Brace yourselves for what was by far the worst feature of the new Medicare law — a section that doesn’t apply to retirees 65 and older — the creation of tax-free Health Savings Accounts. You qualify for up to a $5,150 a year tax deduction if you’re covered by a catastrophic health plan with at least a $1,000 deductible for an individual, $2,000 for a family. The larger the deductible, the lower the employer’s cost.

Brothers and sisters, this is not the proverbial camel’s nose under the tent. This is the whole animal in your tent chewing its cud. It’s the ultimate conservative fantasy, the richer you are, the bigger the tax break. And naturally employers would love to shuck ever-costlier comprehensive health benefits in favor of cheap catastrophic plans that appeal to the wealthy and the healthy. Non-union employers will flock to this option leaving unionized employers exposed to devastating cost competition!

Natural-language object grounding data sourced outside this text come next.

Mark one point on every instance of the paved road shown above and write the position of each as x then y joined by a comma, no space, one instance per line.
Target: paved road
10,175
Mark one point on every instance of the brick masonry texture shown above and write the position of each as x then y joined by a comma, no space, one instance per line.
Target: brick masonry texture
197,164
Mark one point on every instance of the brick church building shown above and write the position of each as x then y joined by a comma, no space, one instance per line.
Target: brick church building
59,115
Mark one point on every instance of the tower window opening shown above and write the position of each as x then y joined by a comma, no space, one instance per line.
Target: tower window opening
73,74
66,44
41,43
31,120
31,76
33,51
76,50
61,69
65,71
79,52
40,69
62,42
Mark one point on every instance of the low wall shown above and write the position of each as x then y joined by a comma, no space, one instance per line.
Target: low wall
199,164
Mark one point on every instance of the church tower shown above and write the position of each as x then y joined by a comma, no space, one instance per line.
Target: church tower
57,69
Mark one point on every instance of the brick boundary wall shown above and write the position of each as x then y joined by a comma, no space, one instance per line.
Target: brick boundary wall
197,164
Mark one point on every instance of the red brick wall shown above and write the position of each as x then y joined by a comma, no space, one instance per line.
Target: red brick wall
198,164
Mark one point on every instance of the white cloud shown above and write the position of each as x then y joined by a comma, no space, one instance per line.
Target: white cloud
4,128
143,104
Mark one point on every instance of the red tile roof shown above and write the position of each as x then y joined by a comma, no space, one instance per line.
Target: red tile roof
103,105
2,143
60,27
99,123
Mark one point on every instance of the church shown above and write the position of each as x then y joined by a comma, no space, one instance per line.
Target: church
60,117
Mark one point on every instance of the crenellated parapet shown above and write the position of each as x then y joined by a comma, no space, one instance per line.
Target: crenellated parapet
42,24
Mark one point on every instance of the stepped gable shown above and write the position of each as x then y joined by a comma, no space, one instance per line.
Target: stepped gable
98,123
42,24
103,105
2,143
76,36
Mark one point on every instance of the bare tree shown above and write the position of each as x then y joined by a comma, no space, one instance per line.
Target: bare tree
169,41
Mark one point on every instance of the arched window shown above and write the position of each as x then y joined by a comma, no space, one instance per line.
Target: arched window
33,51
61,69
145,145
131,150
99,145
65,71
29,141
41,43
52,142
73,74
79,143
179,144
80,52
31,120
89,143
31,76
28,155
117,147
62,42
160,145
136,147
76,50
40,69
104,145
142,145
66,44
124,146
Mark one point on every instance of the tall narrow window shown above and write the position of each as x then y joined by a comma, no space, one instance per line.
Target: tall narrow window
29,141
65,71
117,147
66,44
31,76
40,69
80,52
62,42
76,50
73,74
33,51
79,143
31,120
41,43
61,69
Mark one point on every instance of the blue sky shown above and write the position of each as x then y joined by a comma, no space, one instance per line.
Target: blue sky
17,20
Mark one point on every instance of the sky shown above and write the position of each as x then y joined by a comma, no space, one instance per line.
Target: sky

According to Business Week, May 24, 2004, “Conservatives would require workers to pay taxes on some of the value of employer-provided insurance but give them tax breaks for buying insurance on their own. That’s a far more controversial step than Bush is likely to propose in a tight re-election campaign.” Be warned this is what the President means when he talks about giving workers and their families “ownership” of health care in America: you’re on your own. Also never forget, if re-elected, Bush is on record to compel future retirees to “own” their Social Security Accounts and play the yo-yo stock market.

As President Bush proclaimed on a recent campaign stop, “I need four more years to complete the work.”

This is the reason to vote Nov. 2 for John Kerry, the AFL-CIO’s endorsed candidate for president. It’s up to each of us to mobilize current and retired union members, family and friends to block a second term for Bush and his risky privatization schemes.

This commentary is reprinted from “Gopher Retiree”, the newsletter of the Minnesota State Retiree Council, AFL-CIO. Last month, the Minnesota AFL-CIO convention adopted a resolution sponsored by the Retirees Council, “supporting a not-for-profit, single-payer, national health care plan for all Americans.”